For the record: This is not business as usual. True: there have always been occasional events, usually dismissed by the corporate media as "isolated incidents," the work of "lone wolf shooters" acting for reasons all their own. But you have to go back a long, long way in American history before you come to a place where you find incidents like this happening an average of once every two weeks. And the chattering classes are finally beginning to realize what those of us who've been faithfully watching the right wing for years were telling them a year ago: there's nothing isolated about any of this.
This is how terrorism begins.
The Far Right's First 100 Days: Shifting Into Overdrive
Somewhere back in February, about three weeks into the Obama Administration, everybody on the left suddenly noticed that there was something different going on with the conservatives. The outrageous screeds and paranoid delusions sounded pretty much as they always had -- but there was a new fury behind them, a strident urgency that hadn't been there before, and a very audible shift of the gears in right-wing behavior and rhetoric. None of this came as a surprise to veteran right-wing watchers -- we'd been predicting a bad backlash since the 2006 election -- but three months into the new administration, it's increasingly hard to ignore the fact that this ominous new trend is taking on a momentum of its own.

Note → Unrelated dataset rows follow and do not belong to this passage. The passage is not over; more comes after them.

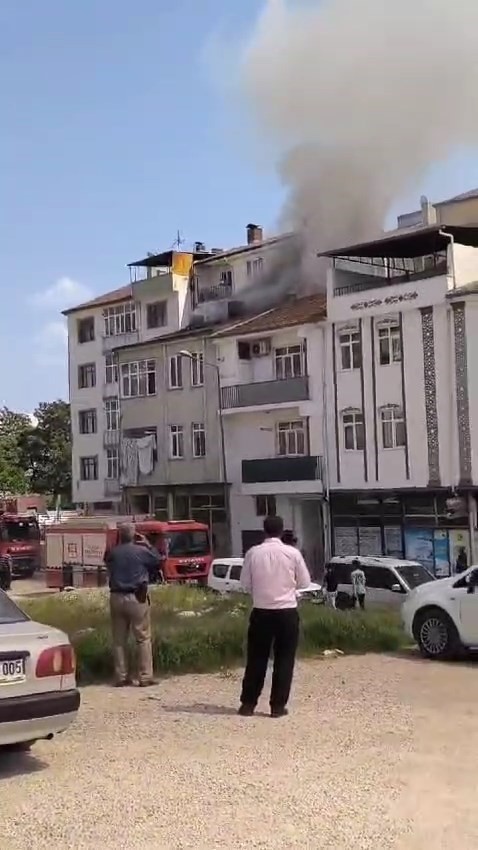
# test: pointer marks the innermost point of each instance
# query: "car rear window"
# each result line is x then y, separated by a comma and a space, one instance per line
9, 612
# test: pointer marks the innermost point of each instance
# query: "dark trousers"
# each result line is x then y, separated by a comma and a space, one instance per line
277, 630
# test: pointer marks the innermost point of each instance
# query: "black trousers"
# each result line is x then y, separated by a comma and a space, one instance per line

On April 7, the Department of Homeland Security ratified some of those observations. Fueled by bone-deep racism, an unnatural terror of liberal government, frustration over the economic downturn, and fears about America's loss of world standing, they said, the militant right wing is indeed rising again. Their numbers are up, their talk is turning ugly, and it's not unthinkable that we could be in for a wave of domestic terrorism unseen since the mid-90s.